Прохор, конечно, не звонил и больше с поручиком не видался. А Яков Назарыч, угостив Сидоренко в трактире водкой, пивом и яишенкой с ветчинкой, выведал от него необходимое. Барин – мот, картежник, пьяница, иногда при больших деньгах, но чаще пробивается займом деньжат по мелочам: то у хозяйки Эмилии Карловны, то у несчастного денщика Сидоренко. Недавно барин сидел на гауптвахте, недавно барина били картежники подсвечником по голове, а на другой день барин избил ни в чем не повинного денщика. Надо бы пожаловаться по начальству, да уж Бог с ним.
Рассказывая так, подвыпивший Сидоренко горько плакал.
И ровно в двенадцать Прохор Петрович был на приеме у товарища министра. В новом фраке, с цилиндром в руке, слегка подпудренный, с усами и бородкой, приведенными в культурный вид, он стоял в приемной, любуясь собою в широком, над мраморным камином, зеркале.
– Их превосходительство вас просят.
Прохор, с высоко поднятой головой, вошел в обширный, застланный малиновым ковром кабинет. Сидевший за черным дубовым столом румяный старичок, в партикулярном сюртуке, с орденом Владимира на шее, указал ему на кресло.

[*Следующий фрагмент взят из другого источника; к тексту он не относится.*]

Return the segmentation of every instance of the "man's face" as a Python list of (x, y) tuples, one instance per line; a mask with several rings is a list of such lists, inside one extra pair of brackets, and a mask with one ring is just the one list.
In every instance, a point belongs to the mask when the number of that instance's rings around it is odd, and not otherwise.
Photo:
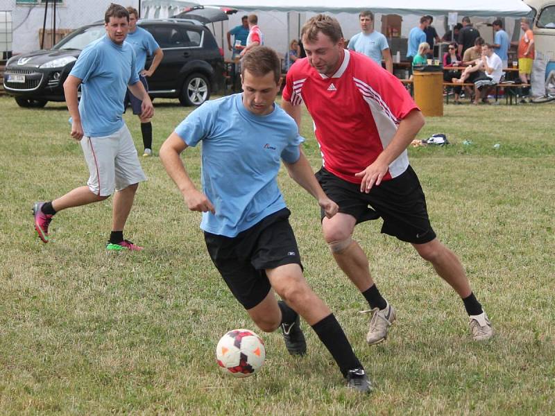
[(330, 37), (319, 32), (316, 42), (309, 40), (306, 36), (302, 38), (302, 46), (307, 53), (309, 63), (320, 73), (332, 76), (341, 64), (345, 53), (344, 41), (340, 39), (334, 44)]
[(373, 27), (373, 23), (370, 16), (361, 16), (360, 17), (360, 28), (363, 32), (368, 32)]
[(104, 26), (106, 28), (106, 34), (112, 42), (118, 45), (123, 43), (129, 32), (129, 22), (127, 21), (127, 17), (110, 17)]
[(255, 76), (248, 69), (241, 76), (243, 105), (257, 116), (265, 116), (273, 111), (273, 102), (280, 92), (280, 84), (275, 83), (273, 71), (262, 76)]
[(137, 16), (135, 13), (129, 13), (129, 31), (132, 33), (137, 29)]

Прохор поклонился, сел. Старичок метнул на него бывалым взглядом, потеребил крашеную свою бородку, снял очки.
– Я вас принял тотчас же потому, что знаю, кто вы. Излагайте.
Прохор изложил дело устно и подал докладную записку.
– Ага, – сказал старичок и мягко улыбнулся. – Хорошо-с, хорошо-с… Зайдите дня чрез три… Впрочем, чрез неделю. Вы не торопитесь? Итак, чрез неделю, в четыре часа ровно… – И он сделал в календаре отметку.
Прохор встал. Старик протянул сухую, в рыжих волосинках, руку. Прохор сказал:
– Могу ли я, ваше превосходительство, надеяться, что моя просьба будет уважена?
– Гм… Сразу ответить затрудняюсь. Дело довольно туманное. Знаете, эти военные. Этот ваш, как его… Запиральский…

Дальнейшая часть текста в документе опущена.